1

I'm a bit of a noob to coding so sorry if this is a dumb question, but I'm trying to write a general purpose scraper for getting some product data using the "schema.org/Product" HTML microdata.

However, I came into an issue when testing (on this page in particular where the name was being set as "Electronics" from the Breadcrumbs schema) as there were ancestor elements with different itemtypes/schema.

I first have this variable declared to check if the page has an element using the Product schema microdata.

var productMicrodata = document.querySelector('[itemscope][itemtype="https://schema.org/Product"], [itemscope][itemtype="http://schema.org/Product"]');

I then wanted to select for all elements with the itemprop attribute. e.g.

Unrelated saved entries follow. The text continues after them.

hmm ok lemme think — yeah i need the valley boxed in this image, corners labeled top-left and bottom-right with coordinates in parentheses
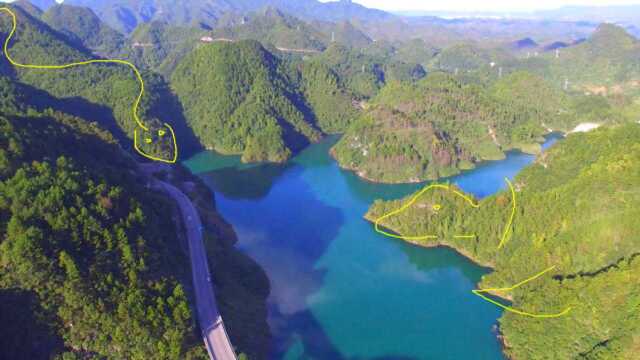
top-left (0, 0), bottom-right (638, 359)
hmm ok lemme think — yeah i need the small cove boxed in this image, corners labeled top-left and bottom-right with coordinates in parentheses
top-left (185, 134), bottom-right (562, 359)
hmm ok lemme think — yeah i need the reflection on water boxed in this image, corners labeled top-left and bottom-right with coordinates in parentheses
top-left (199, 163), bottom-right (290, 200)
top-left (184, 134), bottom-right (561, 360)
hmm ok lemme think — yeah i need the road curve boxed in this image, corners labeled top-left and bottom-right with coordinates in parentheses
top-left (153, 178), bottom-right (237, 360)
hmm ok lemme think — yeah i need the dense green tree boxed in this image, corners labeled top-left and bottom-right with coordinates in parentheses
top-left (171, 40), bottom-right (326, 162)
top-left (0, 5), bottom-right (188, 161)
top-left (367, 124), bottom-right (640, 359)
top-left (42, 4), bottom-right (125, 56)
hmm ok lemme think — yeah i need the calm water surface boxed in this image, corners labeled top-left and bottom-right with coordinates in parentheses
top-left (185, 134), bottom-right (561, 360)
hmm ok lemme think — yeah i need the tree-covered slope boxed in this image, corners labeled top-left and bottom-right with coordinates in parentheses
top-left (294, 60), bottom-right (359, 133)
top-left (366, 123), bottom-right (640, 359)
top-left (171, 40), bottom-right (358, 162)
top-left (64, 0), bottom-right (394, 34)
top-left (312, 43), bottom-right (386, 99)
top-left (311, 20), bottom-right (373, 49)
top-left (0, 100), bottom-right (205, 359)
top-left (505, 24), bottom-right (640, 96)
top-left (12, 0), bottom-right (47, 18)
top-left (428, 42), bottom-right (514, 73)
top-left (127, 21), bottom-right (204, 76)
top-left (0, 64), bottom-right (271, 358)
top-left (171, 40), bottom-right (319, 162)
top-left (331, 72), bottom-right (571, 183)
top-left (0, 4), bottom-right (194, 161)
top-left (42, 4), bottom-right (126, 56)
top-left (212, 7), bottom-right (327, 51)
top-left (545, 23), bottom-right (640, 94)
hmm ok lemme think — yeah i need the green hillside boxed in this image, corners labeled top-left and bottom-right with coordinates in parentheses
top-left (0, 61), bottom-right (271, 359)
top-left (296, 60), bottom-right (359, 133)
top-left (213, 8), bottom-right (327, 51)
top-left (0, 80), bottom-right (205, 359)
top-left (42, 4), bottom-right (125, 56)
top-left (171, 40), bottom-right (319, 162)
top-left (429, 42), bottom-right (513, 73)
top-left (0, 5), bottom-right (193, 161)
top-left (366, 123), bottom-right (640, 359)
top-left (311, 19), bottom-right (373, 48)
top-left (392, 38), bottom-right (440, 68)
top-left (63, 0), bottom-right (394, 34)
top-left (545, 23), bottom-right (640, 94)
top-left (312, 43), bottom-right (385, 99)
top-left (331, 72), bottom-right (575, 183)
top-left (127, 21), bottom-right (204, 76)
top-left (503, 24), bottom-right (640, 96)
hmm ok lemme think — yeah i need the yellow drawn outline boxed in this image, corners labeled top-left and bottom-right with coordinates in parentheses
top-left (135, 125), bottom-right (178, 163)
top-left (373, 179), bottom-right (572, 318)
top-left (0, 7), bottom-right (177, 163)
top-left (472, 266), bottom-right (572, 318)
top-left (374, 184), bottom-right (480, 241)
top-left (498, 178), bottom-right (516, 249)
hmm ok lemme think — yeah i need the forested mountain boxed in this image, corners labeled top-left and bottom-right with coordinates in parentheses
top-left (0, 4), bottom-right (196, 161)
top-left (312, 43), bottom-right (385, 99)
top-left (1, 2), bottom-right (638, 359)
top-left (428, 43), bottom-right (513, 73)
top-left (309, 42), bottom-right (428, 99)
top-left (212, 7), bottom-right (374, 51)
top-left (62, 0), bottom-right (393, 34)
top-left (0, 73), bottom-right (205, 358)
top-left (331, 72), bottom-right (588, 183)
top-left (170, 40), bottom-right (358, 162)
top-left (12, 0), bottom-right (46, 17)
top-left (41, 4), bottom-right (126, 56)
top-left (311, 20), bottom-right (373, 49)
top-left (510, 37), bottom-right (538, 50)
top-left (543, 23), bottom-right (640, 95)
top-left (390, 38), bottom-right (440, 68)
top-left (127, 21), bottom-right (205, 76)
top-left (212, 7), bottom-right (327, 51)
top-left (0, 21), bottom-right (270, 359)
top-left (367, 123), bottom-right (640, 359)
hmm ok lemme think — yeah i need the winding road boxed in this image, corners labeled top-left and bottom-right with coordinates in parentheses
top-left (142, 163), bottom-right (237, 360)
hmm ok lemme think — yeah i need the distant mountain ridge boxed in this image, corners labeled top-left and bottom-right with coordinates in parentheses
top-left (41, 4), bottom-right (126, 55)
top-left (59, 0), bottom-right (394, 33)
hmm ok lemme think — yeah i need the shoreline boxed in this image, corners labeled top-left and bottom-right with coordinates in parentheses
top-left (364, 213), bottom-right (497, 270)
top-left (363, 215), bottom-right (516, 358)
top-left (329, 136), bottom-right (557, 185)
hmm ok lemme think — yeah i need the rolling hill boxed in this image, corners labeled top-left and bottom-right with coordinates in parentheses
top-left (331, 71), bottom-right (583, 183)
top-left (366, 123), bottom-right (640, 359)
top-left (170, 40), bottom-right (358, 162)
top-left (42, 4), bottom-right (126, 56)
top-left (63, 0), bottom-right (394, 34)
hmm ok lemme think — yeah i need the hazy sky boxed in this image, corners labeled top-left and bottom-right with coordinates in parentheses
top-left (321, 0), bottom-right (640, 12)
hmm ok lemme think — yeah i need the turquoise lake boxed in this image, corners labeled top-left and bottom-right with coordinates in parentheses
top-left (185, 135), bottom-right (561, 360)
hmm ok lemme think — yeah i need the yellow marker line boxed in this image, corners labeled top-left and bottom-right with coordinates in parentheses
top-left (135, 125), bottom-right (178, 163)
top-left (0, 7), bottom-right (178, 163)
top-left (454, 235), bottom-right (477, 239)
top-left (498, 178), bottom-right (516, 249)
top-left (472, 265), bottom-right (572, 318)
top-left (374, 184), bottom-right (479, 241)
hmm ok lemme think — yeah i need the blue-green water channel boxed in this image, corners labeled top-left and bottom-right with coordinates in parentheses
top-left (185, 135), bottom-right (561, 360)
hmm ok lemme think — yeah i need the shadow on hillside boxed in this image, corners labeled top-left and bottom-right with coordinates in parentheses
top-left (147, 76), bottom-right (203, 158)
top-left (14, 78), bottom-right (203, 161)
top-left (0, 289), bottom-right (64, 360)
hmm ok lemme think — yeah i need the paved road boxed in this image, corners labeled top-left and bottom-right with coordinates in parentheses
top-left (153, 178), bottom-right (237, 360)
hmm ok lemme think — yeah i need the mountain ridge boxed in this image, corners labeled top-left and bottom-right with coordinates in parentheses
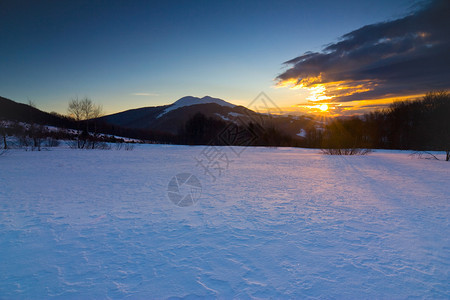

productMicrodata.querySelectorAll('[itemprop]');

The issue however is that I want to ignore any elements that have other ancestors with different itemtypes/schema attributes, as in this instance the Breadcrumbs and ListItem schema data is still being included.

I figured I would then just be able to do something like this:

productMicrodata.querySelectorAll(':not([itemscope]) [itemprop]');

However this is still returning matches for the child elements having ancestor elements with different itemscope attributes (e.g. breadcrumbs).

I'm sure I'm just missing something super obvious, but any help on how I can achieve only selecting elements that have only the one ancestor with itemtype="http://schema.org/Product" attribute would be much appreciated.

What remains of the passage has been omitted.